Sunday, May 29, 2005

Day 29 - What 2000+ Hours of Cable Boils Down To

Some guy named Bill McKibben, who wrote The Age of Missing Information, exposed himself to a huge dose of cable & decoded the results:

If the mental environment we live in has a single distinctive feature, the way that oxygen defines our atmosphere, it is self-absorption. That’s what a mental environment gone awry has produced; that is the toxic outcome of our era’s unique pollution.

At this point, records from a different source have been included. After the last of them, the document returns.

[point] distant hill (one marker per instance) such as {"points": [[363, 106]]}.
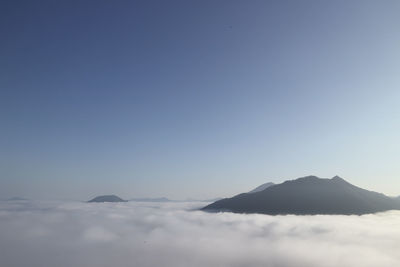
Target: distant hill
{"points": [[308, 195], [261, 187], [107, 198]]}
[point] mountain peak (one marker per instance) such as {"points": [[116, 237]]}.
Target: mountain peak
{"points": [[308, 195]]}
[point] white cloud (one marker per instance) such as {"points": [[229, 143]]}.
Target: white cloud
{"points": [[171, 234]]}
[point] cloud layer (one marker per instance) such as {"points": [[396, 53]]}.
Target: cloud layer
{"points": [[172, 234]]}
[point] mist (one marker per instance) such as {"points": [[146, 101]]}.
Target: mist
{"points": [[176, 234]]}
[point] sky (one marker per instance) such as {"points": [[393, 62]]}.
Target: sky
{"points": [[196, 99]]}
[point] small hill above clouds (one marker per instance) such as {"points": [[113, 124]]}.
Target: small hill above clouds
{"points": [[261, 187], [308, 195], [106, 198]]}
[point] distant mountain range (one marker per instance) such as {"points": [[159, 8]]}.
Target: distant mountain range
{"points": [[107, 198], [261, 187], [307, 195]]}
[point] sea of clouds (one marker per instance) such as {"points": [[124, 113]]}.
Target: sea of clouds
{"points": [[65, 234]]}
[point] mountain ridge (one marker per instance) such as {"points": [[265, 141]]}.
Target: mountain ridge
{"points": [[308, 195]]}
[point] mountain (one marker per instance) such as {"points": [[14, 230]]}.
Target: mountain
{"points": [[107, 198], [308, 195], [261, 187], [158, 199]]}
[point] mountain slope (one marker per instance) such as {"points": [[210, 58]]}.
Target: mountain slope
{"points": [[261, 187], [308, 195], [107, 198]]}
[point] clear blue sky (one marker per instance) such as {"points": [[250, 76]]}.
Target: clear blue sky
{"points": [[196, 98]]}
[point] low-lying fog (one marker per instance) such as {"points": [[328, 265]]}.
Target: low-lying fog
{"points": [[66, 234]]}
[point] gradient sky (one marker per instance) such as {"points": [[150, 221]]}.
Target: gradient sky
{"points": [[196, 98]]}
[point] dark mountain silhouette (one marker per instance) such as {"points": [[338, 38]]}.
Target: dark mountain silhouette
{"points": [[308, 195], [261, 187], [107, 198]]}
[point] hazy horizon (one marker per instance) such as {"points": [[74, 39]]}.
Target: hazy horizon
{"points": [[196, 99]]}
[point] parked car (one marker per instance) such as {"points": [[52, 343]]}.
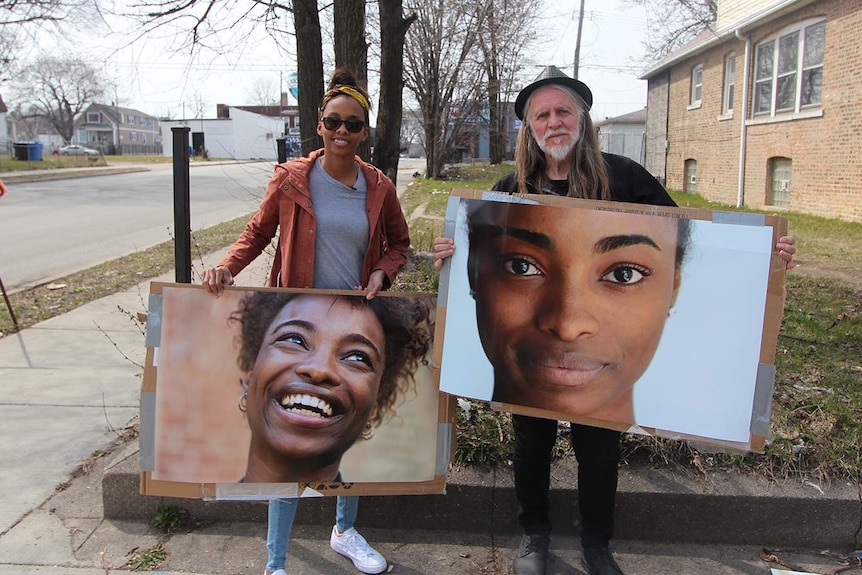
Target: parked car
{"points": [[77, 150]]}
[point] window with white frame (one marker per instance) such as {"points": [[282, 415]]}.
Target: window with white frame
{"points": [[788, 73], [729, 84], [690, 183], [696, 84], [780, 170]]}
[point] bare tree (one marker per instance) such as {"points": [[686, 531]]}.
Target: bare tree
{"points": [[19, 19], [309, 59], [58, 90], [509, 28], [393, 29], [673, 23], [440, 73], [18, 12], [220, 27], [351, 47], [263, 92]]}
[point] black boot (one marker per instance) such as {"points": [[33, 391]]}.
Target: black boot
{"points": [[532, 558], [599, 561]]}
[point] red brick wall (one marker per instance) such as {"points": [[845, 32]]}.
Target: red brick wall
{"points": [[826, 151]]}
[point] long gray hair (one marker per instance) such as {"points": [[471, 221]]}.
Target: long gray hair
{"points": [[588, 175]]}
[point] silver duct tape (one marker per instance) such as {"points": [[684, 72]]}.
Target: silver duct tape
{"points": [[444, 446], [257, 491], [147, 435], [762, 407], [739, 218], [452, 207], [154, 320]]}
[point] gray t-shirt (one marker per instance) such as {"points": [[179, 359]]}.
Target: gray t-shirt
{"points": [[342, 229]]}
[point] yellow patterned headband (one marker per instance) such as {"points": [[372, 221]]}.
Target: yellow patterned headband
{"points": [[347, 91]]}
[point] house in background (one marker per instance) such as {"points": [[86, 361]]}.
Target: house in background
{"points": [[115, 130], [285, 112], [241, 135], [624, 135], [764, 110]]}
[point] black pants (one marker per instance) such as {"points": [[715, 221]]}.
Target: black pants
{"points": [[598, 454]]}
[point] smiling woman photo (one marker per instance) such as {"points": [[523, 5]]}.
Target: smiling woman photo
{"points": [[321, 371], [571, 304]]}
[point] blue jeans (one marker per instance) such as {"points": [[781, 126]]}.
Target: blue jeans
{"points": [[281, 515]]}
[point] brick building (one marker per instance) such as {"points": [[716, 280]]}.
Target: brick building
{"points": [[772, 92]]}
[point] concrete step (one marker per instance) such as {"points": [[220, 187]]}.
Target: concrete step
{"points": [[652, 505]]}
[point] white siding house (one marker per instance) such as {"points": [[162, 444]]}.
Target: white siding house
{"points": [[242, 136]]}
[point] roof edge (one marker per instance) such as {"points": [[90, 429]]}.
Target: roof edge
{"points": [[742, 26]]}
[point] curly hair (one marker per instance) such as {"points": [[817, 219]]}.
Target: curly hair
{"points": [[407, 327], [343, 78]]}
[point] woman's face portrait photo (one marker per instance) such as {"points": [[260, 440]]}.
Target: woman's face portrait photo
{"points": [[265, 386], [571, 304], [652, 319], [313, 386]]}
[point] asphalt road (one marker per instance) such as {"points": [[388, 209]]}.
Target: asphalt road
{"points": [[52, 228]]}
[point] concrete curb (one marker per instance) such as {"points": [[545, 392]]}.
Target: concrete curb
{"points": [[652, 505], [67, 173]]}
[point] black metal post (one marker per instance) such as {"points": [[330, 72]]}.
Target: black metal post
{"points": [[182, 208], [9, 306], [281, 146]]}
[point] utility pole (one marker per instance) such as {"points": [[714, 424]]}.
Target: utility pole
{"points": [[578, 42]]}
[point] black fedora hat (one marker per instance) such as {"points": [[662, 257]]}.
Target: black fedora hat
{"points": [[552, 75]]}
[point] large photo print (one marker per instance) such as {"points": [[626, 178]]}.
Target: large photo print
{"points": [[615, 315], [294, 386]]}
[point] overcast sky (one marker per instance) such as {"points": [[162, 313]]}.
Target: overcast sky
{"points": [[154, 80]]}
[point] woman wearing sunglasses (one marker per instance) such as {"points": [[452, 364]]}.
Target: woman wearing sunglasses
{"points": [[340, 226]]}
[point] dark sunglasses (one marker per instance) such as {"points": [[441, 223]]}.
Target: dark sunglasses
{"points": [[353, 126]]}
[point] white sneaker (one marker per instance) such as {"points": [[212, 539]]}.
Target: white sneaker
{"points": [[354, 546]]}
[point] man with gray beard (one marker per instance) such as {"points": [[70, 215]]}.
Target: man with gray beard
{"points": [[558, 153]]}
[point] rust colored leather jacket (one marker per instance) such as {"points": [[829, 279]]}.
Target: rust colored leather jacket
{"points": [[287, 204]]}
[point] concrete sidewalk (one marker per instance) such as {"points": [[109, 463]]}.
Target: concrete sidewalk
{"points": [[89, 171], [69, 391]]}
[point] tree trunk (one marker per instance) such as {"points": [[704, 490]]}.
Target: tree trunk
{"points": [[309, 73], [387, 141], [351, 48]]}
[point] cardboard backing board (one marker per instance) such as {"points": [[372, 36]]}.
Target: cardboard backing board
{"points": [[709, 378], [196, 442]]}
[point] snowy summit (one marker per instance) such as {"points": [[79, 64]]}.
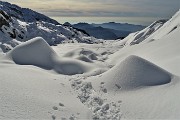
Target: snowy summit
{"points": [[56, 72]]}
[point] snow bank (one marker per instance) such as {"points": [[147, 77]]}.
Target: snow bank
{"points": [[33, 52], [37, 52], [134, 73], [137, 37]]}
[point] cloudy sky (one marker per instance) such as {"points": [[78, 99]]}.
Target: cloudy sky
{"points": [[103, 8]]}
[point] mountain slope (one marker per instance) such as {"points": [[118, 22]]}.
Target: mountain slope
{"points": [[17, 27]]}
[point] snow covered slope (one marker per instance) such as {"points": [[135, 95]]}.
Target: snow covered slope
{"points": [[93, 81], [137, 37], [20, 24]]}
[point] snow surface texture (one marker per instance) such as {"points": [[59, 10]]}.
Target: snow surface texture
{"points": [[41, 54], [94, 81], [134, 73]]}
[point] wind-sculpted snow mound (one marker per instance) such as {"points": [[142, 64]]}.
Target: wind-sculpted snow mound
{"points": [[37, 52], [33, 52], [84, 55], [134, 73]]}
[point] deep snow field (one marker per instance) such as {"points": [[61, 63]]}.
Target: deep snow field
{"points": [[134, 78]]}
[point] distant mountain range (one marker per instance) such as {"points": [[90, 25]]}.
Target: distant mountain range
{"points": [[107, 31], [18, 25]]}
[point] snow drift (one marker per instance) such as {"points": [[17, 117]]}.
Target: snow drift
{"points": [[134, 73], [38, 53]]}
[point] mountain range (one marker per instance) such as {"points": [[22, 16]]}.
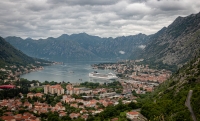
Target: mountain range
{"points": [[79, 47], [12, 56], [175, 45]]}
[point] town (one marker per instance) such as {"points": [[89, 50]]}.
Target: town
{"points": [[71, 101]]}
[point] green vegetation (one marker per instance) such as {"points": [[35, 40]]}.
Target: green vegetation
{"points": [[167, 102]]}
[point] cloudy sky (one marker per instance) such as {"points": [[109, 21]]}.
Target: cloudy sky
{"points": [[104, 18]]}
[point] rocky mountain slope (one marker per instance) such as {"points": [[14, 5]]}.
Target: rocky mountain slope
{"points": [[79, 46], [167, 102], [11, 56], [175, 44]]}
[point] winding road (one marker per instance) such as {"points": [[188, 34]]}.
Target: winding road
{"points": [[187, 103]]}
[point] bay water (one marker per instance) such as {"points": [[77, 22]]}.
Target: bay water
{"points": [[74, 72]]}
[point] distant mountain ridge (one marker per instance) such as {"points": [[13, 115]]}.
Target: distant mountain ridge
{"points": [[10, 55], [79, 47], [175, 44]]}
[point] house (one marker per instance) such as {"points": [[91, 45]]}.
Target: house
{"points": [[132, 115], [74, 115]]}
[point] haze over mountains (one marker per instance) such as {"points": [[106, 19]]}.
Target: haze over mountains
{"points": [[176, 44], [79, 47], [172, 45]]}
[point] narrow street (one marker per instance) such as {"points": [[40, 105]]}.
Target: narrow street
{"points": [[187, 103]]}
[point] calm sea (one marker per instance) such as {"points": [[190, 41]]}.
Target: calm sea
{"points": [[76, 71]]}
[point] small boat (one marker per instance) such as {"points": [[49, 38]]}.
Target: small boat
{"points": [[108, 76]]}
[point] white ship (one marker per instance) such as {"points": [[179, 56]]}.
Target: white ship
{"points": [[108, 76]]}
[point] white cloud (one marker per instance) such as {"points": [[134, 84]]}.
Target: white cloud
{"points": [[104, 18], [142, 46], [121, 52]]}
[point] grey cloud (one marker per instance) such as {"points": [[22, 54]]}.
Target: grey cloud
{"points": [[105, 18], [84, 2]]}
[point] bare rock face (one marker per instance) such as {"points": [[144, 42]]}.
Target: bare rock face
{"points": [[177, 43]]}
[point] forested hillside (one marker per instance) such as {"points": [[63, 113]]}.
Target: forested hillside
{"points": [[11, 56], [176, 44], [168, 100]]}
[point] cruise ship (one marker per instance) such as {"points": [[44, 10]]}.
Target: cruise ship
{"points": [[108, 76]]}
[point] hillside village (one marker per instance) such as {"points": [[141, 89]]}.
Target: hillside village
{"points": [[81, 100]]}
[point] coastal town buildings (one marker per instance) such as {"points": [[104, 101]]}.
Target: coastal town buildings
{"points": [[54, 89]]}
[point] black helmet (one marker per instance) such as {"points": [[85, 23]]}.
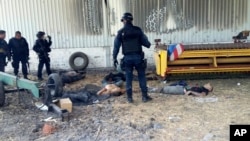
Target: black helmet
{"points": [[40, 34], [127, 17]]}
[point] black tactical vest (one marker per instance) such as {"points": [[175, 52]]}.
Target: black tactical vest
{"points": [[131, 41]]}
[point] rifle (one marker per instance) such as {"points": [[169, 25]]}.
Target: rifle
{"points": [[45, 54]]}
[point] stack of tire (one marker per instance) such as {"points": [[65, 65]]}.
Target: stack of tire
{"points": [[54, 87]]}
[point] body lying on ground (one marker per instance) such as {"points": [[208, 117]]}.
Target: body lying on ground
{"points": [[182, 90], [114, 78], [71, 76], [111, 89]]}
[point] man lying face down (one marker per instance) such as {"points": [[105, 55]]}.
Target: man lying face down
{"points": [[71, 76], [114, 78], [112, 84], [181, 90], [111, 89]]}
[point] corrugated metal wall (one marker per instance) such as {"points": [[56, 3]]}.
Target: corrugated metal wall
{"points": [[71, 23], [187, 21], [93, 23]]}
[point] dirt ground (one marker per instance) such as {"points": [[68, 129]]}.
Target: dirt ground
{"points": [[166, 118]]}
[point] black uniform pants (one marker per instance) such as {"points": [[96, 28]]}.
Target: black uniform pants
{"points": [[16, 62], [43, 61], [2, 62]]}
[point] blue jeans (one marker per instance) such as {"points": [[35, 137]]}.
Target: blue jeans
{"points": [[131, 62]]}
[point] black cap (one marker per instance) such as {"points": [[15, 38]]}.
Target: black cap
{"points": [[40, 34], [2, 31], [127, 17]]}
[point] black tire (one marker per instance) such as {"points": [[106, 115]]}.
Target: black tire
{"points": [[2, 95], [55, 85], [76, 64]]}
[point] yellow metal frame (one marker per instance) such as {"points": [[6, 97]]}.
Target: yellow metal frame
{"points": [[219, 60]]}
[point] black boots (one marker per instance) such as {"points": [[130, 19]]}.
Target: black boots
{"points": [[146, 98], [130, 100]]}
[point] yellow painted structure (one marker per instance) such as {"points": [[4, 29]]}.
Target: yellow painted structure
{"points": [[197, 59]]}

Some years ago, working on a book, I watched every word and image that came across the largest cable system in the world in a 24-hour period — more than 2,000 hours of ads and infomercials, music videos and sitcoms. If you boiled this stew down to its basic ingredient, this is what you found, repeated ad infinitum: You are the most important thing on earth, the heaviest object in the universe. From the fawning flattery of the programming to the mind-messing nastiness of the commercials, it continually posited a world of extreme individualism. Even more than, say, violence, that’s the message that flows out the coaxial cable. Characters on television may turn violent to get what they want now, but it’s the what-they-want-now that lies nearer the heart of the problem.

By the way, that's an excerpt from an article McKibben published in Adbusters, which has tried to buy some airtime to get this spot on TV.